Thirty keys to stock photography

6) Let There Be  More Light – this is a basic rule for modern stock photography which I’ll admit to breaking. Editors will choose lighter, brighter images over lower contrast, darker, duller images for two reasons. In print, photographs reproduce darker and flatter than their screen version. The most successful stock and commercial producers aim for a surprisingly light, open look. On screen, the RGB gamut colours which never work in print are in the midtone to highlight regions, and website or email shot designers like to use these.

This shot of Kinsale has sold many times simply because it’s colourful – one sale was for MSN’s web page of the world’s most colourful places.

7) Let There Be More Colour – or rather, what designers call a colorway or a colour theme (or what we used to call a palette). If you can compose an image so that all the colours within it are harmonious, complementary, suitably matching or suitably contrasting it will catch the eye of graphic designers. If you are working in the studio, consider creating similar images with different coloured settings or backgrounds. I wrote an article for Amateur Photographer called ‘Hypercolour’ in the mid-1980s which took things to extremes – coloured filters lighting similarly coloured backgrounds, bright yellow lemons on intense blue perspex. But even back then, I also photographed my lemons on white, on pastel shades, and on different saturated colours (all using gels and a light table and offcuts of signmaker’s perspex sheet).

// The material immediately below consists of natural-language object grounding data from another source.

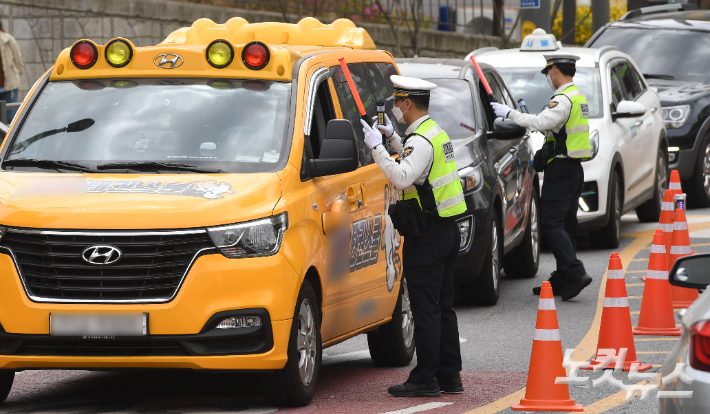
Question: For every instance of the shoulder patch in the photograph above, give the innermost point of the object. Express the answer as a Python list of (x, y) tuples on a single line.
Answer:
[(585, 110), (448, 151)]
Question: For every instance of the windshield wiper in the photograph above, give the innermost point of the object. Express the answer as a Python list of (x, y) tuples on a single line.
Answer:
[(155, 166), (77, 126), (657, 76), (47, 164)]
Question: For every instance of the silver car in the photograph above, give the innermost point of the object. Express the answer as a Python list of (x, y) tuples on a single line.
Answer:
[(693, 348)]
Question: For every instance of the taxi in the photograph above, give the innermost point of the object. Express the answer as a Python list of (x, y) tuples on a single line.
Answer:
[(186, 206), (629, 167)]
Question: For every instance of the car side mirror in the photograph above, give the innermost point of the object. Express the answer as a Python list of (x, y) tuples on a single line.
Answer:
[(691, 272), (628, 109), (505, 129), (338, 153)]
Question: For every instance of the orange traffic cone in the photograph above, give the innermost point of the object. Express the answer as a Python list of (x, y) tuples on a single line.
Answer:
[(656, 317), (666, 224), (681, 297), (542, 394), (615, 331), (674, 184)]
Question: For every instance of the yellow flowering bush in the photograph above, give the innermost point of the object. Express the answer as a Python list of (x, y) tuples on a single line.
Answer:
[(583, 21)]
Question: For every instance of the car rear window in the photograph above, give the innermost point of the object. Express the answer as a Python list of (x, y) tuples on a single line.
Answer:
[(530, 85), (682, 54)]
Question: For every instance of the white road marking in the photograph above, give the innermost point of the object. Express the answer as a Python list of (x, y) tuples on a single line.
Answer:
[(348, 356), (419, 408)]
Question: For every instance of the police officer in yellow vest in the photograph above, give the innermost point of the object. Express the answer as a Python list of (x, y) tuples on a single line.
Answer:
[(565, 119), (426, 171)]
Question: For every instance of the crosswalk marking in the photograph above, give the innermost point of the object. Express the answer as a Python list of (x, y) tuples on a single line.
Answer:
[(418, 408), (348, 356)]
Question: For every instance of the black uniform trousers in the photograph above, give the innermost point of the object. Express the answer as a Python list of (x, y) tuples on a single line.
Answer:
[(429, 262), (564, 178)]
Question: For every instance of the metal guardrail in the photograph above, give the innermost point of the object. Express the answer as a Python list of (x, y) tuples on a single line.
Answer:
[(4, 107)]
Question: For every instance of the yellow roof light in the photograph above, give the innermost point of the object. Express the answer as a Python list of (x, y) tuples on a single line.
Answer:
[(308, 32), (118, 53)]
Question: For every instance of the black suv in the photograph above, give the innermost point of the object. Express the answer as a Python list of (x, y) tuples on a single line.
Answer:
[(500, 227), (671, 45)]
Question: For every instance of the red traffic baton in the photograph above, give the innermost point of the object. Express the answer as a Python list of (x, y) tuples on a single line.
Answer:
[(483, 79), (353, 90)]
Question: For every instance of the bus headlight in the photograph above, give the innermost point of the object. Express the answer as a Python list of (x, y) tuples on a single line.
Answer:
[(251, 239)]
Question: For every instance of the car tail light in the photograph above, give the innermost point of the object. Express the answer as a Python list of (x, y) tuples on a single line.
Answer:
[(118, 53), (255, 55), (700, 346), (220, 54), (84, 54)]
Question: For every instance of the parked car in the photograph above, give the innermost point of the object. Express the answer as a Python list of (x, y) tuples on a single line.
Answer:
[(629, 168), (669, 44), (693, 347), (203, 204), (501, 226)]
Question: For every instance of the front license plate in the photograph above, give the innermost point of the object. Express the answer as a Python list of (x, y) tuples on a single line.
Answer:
[(98, 324)]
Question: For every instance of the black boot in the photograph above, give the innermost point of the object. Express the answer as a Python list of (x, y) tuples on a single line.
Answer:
[(575, 286), (557, 282), (413, 389), (451, 384)]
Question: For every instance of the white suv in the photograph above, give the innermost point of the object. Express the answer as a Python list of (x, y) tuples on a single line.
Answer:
[(629, 169)]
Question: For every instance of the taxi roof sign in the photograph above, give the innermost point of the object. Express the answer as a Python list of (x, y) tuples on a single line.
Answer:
[(308, 32), (539, 41)]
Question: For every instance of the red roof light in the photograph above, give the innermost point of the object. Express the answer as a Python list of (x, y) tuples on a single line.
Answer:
[(255, 55), (84, 54)]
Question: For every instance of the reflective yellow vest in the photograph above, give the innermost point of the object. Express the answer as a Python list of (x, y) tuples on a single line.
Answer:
[(573, 138), (442, 193)]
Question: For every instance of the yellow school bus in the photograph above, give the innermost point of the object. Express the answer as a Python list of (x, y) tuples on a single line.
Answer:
[(178, 206)]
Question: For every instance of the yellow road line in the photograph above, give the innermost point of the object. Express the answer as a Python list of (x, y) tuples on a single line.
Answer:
[(606, 404), (654, 339)]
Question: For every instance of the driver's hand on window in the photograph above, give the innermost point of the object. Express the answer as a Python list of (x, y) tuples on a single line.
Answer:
[(373, 137)]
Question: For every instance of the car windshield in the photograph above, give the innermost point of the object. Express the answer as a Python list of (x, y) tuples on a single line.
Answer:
[(530, 85), (682, 54), (229, 125), (451, 106)]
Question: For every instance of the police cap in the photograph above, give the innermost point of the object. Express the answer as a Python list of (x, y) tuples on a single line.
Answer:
[(558, 58)]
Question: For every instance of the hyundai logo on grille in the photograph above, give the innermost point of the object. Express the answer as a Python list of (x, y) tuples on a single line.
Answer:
[(101, 254), (168, 61)]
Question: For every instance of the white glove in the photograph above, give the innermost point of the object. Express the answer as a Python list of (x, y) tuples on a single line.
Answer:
[(387, 129), (373, 137), (500, 110)]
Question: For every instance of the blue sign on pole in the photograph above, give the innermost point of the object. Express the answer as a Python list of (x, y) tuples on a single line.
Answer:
[(529, 4)]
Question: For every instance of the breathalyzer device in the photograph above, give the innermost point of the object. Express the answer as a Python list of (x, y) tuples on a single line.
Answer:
[(522, 106), (381, 118)]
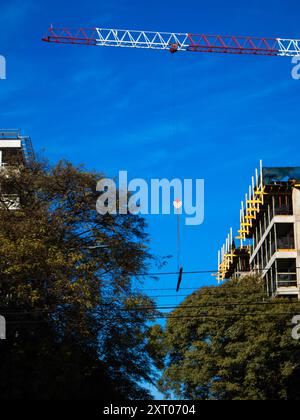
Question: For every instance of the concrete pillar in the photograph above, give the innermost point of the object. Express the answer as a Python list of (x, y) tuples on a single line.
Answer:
[(296, 208)]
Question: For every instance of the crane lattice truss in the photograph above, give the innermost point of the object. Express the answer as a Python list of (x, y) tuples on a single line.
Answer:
[(175, 42)]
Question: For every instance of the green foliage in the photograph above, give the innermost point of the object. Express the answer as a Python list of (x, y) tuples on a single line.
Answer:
[(66, 290), (232, 343)]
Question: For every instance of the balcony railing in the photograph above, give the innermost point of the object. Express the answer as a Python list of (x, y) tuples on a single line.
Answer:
[(285, 280)]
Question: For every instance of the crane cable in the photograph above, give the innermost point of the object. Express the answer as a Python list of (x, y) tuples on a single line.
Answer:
[(178, 206)]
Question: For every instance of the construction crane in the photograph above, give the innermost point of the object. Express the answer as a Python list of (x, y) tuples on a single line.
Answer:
[(175, 42)]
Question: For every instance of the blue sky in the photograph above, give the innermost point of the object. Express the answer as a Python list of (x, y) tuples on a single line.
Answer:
[(155, 114)]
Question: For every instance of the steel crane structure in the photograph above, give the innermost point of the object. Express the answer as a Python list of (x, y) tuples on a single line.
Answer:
[(175, 42)]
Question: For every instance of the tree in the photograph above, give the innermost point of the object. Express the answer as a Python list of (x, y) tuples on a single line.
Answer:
[(231, 343), (76, 326)]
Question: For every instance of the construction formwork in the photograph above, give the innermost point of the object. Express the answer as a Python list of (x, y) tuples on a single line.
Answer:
[(269, 233)]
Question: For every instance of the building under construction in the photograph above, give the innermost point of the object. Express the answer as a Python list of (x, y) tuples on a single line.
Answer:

8) Let There Be More Contrast – stock images are sold by catching the eye with thumbnail images. The close-up, simplified aspects mentioned earlier are important to making thumbnails work. Complex images don’t work at a tiny size. But contrast, pure light and shade, adds most to thumbnails. One very good contributor to Alamy, Simon Stanmore, commented that he regularly defaults to maximum 100% contrast when processing with Adobe Camera Raw. I was surprised; that’s a bit extreme. But actually, it’s not. While 0% contrast is a useless setting in ACR or Lightroom, 100% does not reduce images to lith quality pure black and white. It is actually a useful setting.

9) Bracket Your Effects – Alamy, as an example, don’t like to see more than five ‘similars’ from a subject. If you must have five similars, make them five differents! For example, with some shots of a distinctive skyline rather than submit five straight-processed shots, I processed a couple of normal results, a warmer effect, a fake sunset colour and a fake moonlight colour. All used contrast, of course, and the variants used strong colour. Those coloured versions (achieved by changing the colour temperature during raw conversion) increase the chance of a sale.

Blarney House, Ireland – Shirley Kilpatrick. It just doesn’t look the same in colour! Taken on the same day as the Kinsale image.

10) Remember Black and White – this is a very, very important issue. Well over half all professional images sold to the public are monochrome. It’s a different medium and it can be hard to think black and white when shooting digital and defaulting to colour. B&W has great potential and you only need to study the search results from any on-line library to see just how little B&W is there, compared to the proportion of B&W used. I believe it will become more popular not less so. I am not suggesting you should shoot all the time for B&W, but when it seems to enhance an image, do not hesitate to use it.

These points are about the look of a processed image. To a degree, they may involve camera technique (lighting and exposure) but most of this is linked to how you process your pictures. Remember, if you use nothing but the default raw conversion or even in-camera JPEGs (good enough these days for stock) your pictures will look pretty much like all the other results on a search page. I am no-one to lecture on this, I am far too conservative and do not use strong enough processing settings. My images are too neutral.